7. Copyright and temporary copies The pending NLA v PRCA reference to the CJEU should determine whether a user’s web browsing is an activity that requires the permission of the copyright owner. The UK Supreme Court thought not, but decided that the question required an EU-wide answer from the CJEU. [CJEU judgment issued 5 June 2014. Browsing permission not required.]

8. PRISM, TEMPORA, Snowden. Watch out for the legal challenges launched by various public interest groups following the Snowden revelations. These include two applications (by Liberty and Privacy International) to the Investigatory Powers Tribunal and a case taken (by Big Brother Watch, the Open Rights Group, English PEN and Dr Constanze Kurz) direct to the European Court of Human Rights. [In the latter the ECtHR requested the UK Government to provide written observations on admissibility and merits by 2 May 2014. The complaint has been stayed pending the outcome of the IPT cases (hearings July 2014). The IPT found that the challenged activities (PRISM intelligence sharing and the hypothetical use of RIPA S.8(4) warrants for TEMPORA were,
 in the light of disclosures of practices and policies made by the government during the proceedings, 'in accordance with the law' going forwards. The position prior to the disclosures would require further consideration. In a further judgment the IPT found that PRISM intelligence receipt prior to the disclosures made in the proceedings contravened Articles 8 and 10 ECHR. In the meantime the CJEU on 8 April 2014 invalidated the Data Retention Directive. As a result the UK government substantially relegislated the Data Retention Regulations 2009 in the Data Retention and Regulatory Powers Act (DRIPA). On 8 December 2014 MPs David Davis and Tom Watson (represented by Liberty) were granted permission to proceed with a judicial review of S.1 DRIPA, with the Open Rights Group and Privacy International intervening. The High Court disapplied S.1 on 17 July 2015, suspended until 31 March 2016. My mindmap of the UK interception legal landscape as at 7 October 2015:]





9. The saga of the Digital Economy Act 2010. The May 2013 Online Infringement of Copyright Roundtable minutes state that letters are not contemplated to start going out until ‘the latter half of 2015’. None of the necessary cost sharing statutory instruments has yet been laid before Parliament, a Treasury approval mechanism seems to be in play, and there is a General Election between now and then.  It could cost participating rightsowners collectively up to £10 million (to March 2015) in OFCOM cost sharing charges to take it forward. [Voluntary letters scheme 'Creative Content UK' announced 19 July 2014.]

See also: Cyberlaw Memes and Themes for 2014


1 comment:

  1. I am not sure it is fair to say "As a result of the 2009 European Court of Human Rights judgment in the Times Newspapers internet archive case we will now have a single publication rule ..." since the court found that the interference with article 10 caused by our existing rules on publication were "necessary in a democratic society" particular on the grounds that a Loutchansky notice is possible.
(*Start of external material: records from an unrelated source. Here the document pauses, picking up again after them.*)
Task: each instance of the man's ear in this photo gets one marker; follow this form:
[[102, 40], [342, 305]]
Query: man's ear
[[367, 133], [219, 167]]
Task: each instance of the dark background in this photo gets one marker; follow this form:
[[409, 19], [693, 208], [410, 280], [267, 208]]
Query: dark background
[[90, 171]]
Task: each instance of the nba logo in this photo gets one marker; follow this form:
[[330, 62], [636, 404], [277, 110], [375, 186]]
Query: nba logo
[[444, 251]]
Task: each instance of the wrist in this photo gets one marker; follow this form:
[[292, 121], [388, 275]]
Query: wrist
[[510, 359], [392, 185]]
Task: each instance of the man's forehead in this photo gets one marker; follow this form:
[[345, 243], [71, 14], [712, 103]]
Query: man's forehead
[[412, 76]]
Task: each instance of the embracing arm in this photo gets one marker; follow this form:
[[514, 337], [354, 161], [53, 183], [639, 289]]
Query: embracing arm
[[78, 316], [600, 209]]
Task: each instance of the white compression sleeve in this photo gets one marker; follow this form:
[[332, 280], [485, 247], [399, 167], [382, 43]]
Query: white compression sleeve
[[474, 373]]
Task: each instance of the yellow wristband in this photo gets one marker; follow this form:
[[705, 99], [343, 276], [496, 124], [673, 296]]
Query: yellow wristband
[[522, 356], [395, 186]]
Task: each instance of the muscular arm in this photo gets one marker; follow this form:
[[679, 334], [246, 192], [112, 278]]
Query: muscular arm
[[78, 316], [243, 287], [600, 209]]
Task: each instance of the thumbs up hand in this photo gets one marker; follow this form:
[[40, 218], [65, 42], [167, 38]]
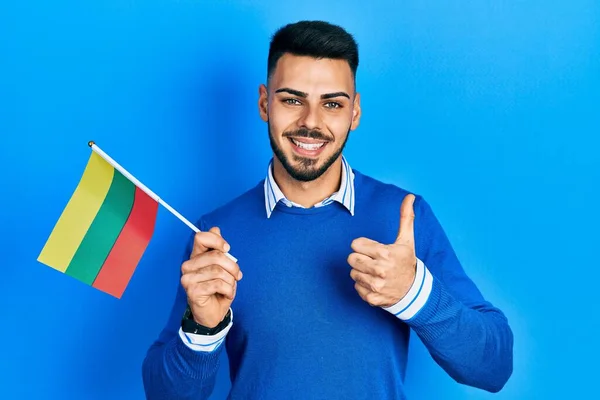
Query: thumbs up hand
[[385, 272]]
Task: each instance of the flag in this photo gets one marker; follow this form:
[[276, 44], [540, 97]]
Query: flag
[[103, 231]]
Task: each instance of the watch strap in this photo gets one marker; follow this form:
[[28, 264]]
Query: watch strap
[[189, 325]]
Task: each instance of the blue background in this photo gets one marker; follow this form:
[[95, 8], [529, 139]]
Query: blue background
[[489, 109]]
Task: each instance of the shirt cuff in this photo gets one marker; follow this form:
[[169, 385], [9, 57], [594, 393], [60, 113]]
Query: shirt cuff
[[417, 295], [205, 343]]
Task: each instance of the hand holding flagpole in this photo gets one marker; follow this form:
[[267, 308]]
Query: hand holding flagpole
[[146, 190]]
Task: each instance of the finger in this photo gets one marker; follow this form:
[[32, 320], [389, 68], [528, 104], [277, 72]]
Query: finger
[[370, 248], [406, 232], [212, 257], [208, 240], [207, 274], [209, 288], [363, 263], [372, 283]]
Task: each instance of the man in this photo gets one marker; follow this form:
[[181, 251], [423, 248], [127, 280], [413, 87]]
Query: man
[[336, 267]]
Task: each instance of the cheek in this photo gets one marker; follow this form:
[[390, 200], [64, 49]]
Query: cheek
[[339, 125]]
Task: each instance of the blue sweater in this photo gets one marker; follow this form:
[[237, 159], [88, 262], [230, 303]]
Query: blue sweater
[[300, 330]]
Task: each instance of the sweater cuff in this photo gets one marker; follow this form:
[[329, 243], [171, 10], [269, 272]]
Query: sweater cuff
[[205, 343], [416, 297]]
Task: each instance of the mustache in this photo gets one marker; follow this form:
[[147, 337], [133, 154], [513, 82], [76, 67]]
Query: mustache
[[307, 133]]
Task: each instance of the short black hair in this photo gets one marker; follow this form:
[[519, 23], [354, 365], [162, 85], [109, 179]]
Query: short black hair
[[316, 39]]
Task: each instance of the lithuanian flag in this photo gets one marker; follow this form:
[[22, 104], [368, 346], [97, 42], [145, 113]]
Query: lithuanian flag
[[105, 228]]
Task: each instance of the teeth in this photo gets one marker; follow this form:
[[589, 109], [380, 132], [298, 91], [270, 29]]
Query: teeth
[[308, 146]]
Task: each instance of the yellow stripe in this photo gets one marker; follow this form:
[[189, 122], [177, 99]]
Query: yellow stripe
[[78, 215]]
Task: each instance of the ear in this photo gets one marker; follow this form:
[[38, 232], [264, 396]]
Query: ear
[[356, 112], [263, 103]]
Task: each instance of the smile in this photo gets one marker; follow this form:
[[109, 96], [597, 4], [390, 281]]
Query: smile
[[308, 147]]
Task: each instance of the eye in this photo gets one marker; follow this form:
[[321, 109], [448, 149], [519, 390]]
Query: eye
[[291, 102], [333, 105]]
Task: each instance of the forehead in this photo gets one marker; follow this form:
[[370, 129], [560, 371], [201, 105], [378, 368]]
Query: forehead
[[312, 75]]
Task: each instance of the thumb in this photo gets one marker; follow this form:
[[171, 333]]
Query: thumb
[[406, 232]]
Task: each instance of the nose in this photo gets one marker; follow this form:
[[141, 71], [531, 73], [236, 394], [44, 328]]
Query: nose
[[310, 118]]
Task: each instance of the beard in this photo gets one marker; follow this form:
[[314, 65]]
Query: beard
[[307, 170]]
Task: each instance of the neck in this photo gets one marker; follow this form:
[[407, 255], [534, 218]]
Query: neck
[[307, 194]]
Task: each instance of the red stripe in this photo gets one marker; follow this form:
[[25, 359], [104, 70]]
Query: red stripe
[[129, 247]]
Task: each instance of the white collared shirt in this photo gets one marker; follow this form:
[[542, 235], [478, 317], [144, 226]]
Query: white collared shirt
[[345, 195]]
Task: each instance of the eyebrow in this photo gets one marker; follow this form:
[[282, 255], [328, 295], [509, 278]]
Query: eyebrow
[[305, 95]]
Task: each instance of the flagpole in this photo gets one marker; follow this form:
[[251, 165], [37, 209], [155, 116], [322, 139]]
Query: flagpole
[[143, 187]]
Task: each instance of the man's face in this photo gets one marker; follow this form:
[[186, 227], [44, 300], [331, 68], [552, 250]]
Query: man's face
[[310, 107]]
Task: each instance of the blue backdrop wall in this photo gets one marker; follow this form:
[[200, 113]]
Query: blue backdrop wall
[[489, 109]]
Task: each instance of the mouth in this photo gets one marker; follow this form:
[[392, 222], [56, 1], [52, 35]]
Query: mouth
[[308, 147]]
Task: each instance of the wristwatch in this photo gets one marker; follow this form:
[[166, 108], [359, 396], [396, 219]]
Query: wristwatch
[[189, 325]]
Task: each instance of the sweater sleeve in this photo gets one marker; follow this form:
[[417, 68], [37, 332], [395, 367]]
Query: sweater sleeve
[[465, 334], [176, 370]]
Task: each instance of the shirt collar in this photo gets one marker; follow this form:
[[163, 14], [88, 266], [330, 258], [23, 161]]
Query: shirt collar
[[345, 194]]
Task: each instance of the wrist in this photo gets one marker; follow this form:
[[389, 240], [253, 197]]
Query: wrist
[[191, 324]]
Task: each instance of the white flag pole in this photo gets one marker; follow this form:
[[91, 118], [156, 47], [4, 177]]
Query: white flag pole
[[146, 190]]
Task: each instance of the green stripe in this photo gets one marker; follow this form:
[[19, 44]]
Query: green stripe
[[104, 230]]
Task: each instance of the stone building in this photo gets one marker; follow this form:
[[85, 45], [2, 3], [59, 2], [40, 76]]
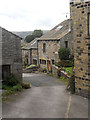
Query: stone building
[[49, 44], [80, 15], [10, 54], [29, 53]]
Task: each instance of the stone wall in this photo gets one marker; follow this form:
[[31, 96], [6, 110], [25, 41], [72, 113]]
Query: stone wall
[[0, 53], [33, 54], [79, 15], [11, 52], [69, 38], [52, 47]]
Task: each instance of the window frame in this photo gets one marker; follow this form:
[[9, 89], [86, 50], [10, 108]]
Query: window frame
[[88, 24], [66, 44], [44, 47]]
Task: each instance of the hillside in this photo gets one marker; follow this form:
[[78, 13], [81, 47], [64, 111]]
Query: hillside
[[23, 34]]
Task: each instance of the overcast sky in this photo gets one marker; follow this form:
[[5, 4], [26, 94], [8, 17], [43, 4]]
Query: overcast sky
[[26, 15]]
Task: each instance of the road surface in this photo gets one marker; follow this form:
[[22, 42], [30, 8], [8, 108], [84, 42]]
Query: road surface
[[46, 99]]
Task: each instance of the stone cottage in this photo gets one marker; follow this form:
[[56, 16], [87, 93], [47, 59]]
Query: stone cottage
[[80, 15], [10, 54], [29, 53], [49, 44]]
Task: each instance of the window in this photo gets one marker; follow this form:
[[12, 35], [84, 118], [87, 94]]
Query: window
[[44, 47], [89, 24], [6, 70], [53, 62], [66, 44]]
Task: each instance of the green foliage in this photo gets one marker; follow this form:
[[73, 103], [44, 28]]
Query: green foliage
[[35, 34], [71, 84], [25, 85], [29, 38], [59, 72], [64, 80], [44, 69], [64, 53], [72, 59], [11, 80], [31, 66], [17, 88], [68, 70], [65, 63]]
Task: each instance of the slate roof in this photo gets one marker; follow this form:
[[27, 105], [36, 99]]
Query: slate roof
[[32, 44], [11, 32], [58, 31]]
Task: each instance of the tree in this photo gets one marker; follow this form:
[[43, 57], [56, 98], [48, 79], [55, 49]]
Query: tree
[[37, 33], [29, 38], [64, 53]]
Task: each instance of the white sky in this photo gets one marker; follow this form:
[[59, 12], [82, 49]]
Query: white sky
[[26, 15]]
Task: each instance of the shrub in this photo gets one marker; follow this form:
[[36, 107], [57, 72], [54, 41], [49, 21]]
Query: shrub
[[44, 70], [71, 84], [17, 88], [11, 80], [65, 63], [31, 66], [25, 85], [59, 72], [64, 53]]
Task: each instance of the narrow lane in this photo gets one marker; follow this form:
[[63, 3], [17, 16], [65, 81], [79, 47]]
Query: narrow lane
[[39, 80], [46, 99]]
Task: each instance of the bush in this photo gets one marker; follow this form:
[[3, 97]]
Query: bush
[[25, 85], [64, 53], [71, 84], [44, 70], [65, 63], [11, 80], [59, 73], [17, 88], [31, 66]]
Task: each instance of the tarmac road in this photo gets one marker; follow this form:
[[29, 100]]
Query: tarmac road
[[48, 100]]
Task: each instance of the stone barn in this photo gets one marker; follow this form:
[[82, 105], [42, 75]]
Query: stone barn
[[49, 44], [29, 53], [10, 54], [80, 15]]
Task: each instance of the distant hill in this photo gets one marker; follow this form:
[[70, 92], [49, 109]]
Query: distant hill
[[23, 34]]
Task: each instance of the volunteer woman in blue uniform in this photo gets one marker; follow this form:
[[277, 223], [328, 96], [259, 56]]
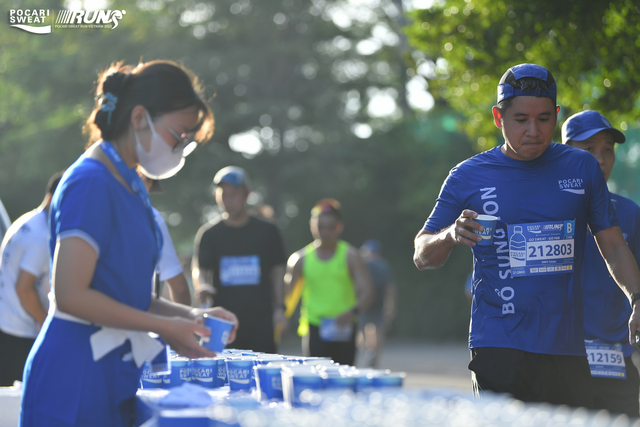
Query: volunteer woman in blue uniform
[[85, 365]]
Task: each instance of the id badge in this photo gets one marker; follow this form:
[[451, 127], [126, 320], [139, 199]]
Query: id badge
[[605, 360], [330, 331], [541, 248]]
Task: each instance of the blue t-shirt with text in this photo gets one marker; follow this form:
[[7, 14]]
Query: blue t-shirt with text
[[538, 314], [91, 204]]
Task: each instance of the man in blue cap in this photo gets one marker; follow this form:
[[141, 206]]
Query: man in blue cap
[[526, 335], [240, 260], [616, 383]]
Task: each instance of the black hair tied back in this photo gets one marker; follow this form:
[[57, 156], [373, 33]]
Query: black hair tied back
[[108, 98]]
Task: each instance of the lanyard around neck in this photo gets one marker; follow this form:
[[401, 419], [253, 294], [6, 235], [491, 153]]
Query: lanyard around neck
[[131, 177]]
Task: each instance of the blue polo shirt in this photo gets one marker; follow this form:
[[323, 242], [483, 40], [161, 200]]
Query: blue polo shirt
[[606, 307], [91, 204], [534, 313]]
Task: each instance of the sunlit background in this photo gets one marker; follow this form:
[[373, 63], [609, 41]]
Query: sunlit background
[[371, 102]]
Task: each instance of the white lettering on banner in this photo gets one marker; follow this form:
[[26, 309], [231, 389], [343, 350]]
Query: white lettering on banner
[[491, 207], [507, 293]]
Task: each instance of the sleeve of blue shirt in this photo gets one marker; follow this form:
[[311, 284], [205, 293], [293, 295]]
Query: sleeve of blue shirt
[[448, 208], [83, 209], [634, 237], [602, 214]]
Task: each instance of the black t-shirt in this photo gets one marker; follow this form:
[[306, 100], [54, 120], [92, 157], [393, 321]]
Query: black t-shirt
[[242, 259]]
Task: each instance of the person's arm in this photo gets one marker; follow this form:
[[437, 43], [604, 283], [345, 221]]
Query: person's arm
[[389, 303], [623, 268], [202, 275], [169, 308], [179, 289], [432, 250], [28, 296], [362, 285], [293, 272], [74, 263], [277, 283], [293, 282]]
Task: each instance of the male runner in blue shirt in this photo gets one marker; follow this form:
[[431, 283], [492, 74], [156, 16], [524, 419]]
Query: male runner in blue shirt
[[616, 384], [526, 335]]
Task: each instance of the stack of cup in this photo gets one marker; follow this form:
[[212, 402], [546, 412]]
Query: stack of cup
[[205, 372], [220, 330], [239, 372], [295, 380]]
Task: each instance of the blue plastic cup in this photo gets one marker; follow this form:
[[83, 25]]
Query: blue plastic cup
[[390, 380], [489, 224], [339, 382], [269, 381], [220, 330], [180, 372], [221, 377], [148, 379], [239, 371], [296, 379], [161, 365], [205, 372]]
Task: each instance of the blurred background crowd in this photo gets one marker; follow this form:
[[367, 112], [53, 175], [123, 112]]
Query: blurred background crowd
[[370, 102]]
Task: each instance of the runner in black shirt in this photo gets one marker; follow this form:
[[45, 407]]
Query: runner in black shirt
[[240, 260]]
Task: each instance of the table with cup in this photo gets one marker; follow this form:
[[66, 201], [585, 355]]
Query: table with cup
[[171, 385]]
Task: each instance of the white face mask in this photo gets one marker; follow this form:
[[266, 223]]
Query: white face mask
[[160, 161]]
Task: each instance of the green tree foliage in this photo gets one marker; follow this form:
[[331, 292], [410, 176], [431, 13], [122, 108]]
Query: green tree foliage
[[589, 46], [317, 92]]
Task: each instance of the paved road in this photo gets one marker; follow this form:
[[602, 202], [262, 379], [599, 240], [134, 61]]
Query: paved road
[[428, 365]]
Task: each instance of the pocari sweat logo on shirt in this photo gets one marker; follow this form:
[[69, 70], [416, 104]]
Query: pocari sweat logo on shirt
[[34, 20], [572, 185]]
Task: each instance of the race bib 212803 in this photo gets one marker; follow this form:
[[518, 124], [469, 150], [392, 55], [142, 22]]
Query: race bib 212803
[[541, 248]]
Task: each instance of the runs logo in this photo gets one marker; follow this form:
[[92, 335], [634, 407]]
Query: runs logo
[[33, 20]]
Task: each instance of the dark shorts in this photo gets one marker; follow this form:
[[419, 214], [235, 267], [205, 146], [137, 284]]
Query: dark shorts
[[532, 377], [340, 352], [13, 355], [618, 395]]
    While I absolutely see problems with the existing situation, the "single publication" rule as drafted assumes a model that one publishes and then "archives" that publication. But that is not how the internet works. Something may be (say) blogged but unnoticed and then suddenly tweeted/found by google etc and achieve prominence. The single publication rule really doesn't do justice to such situations.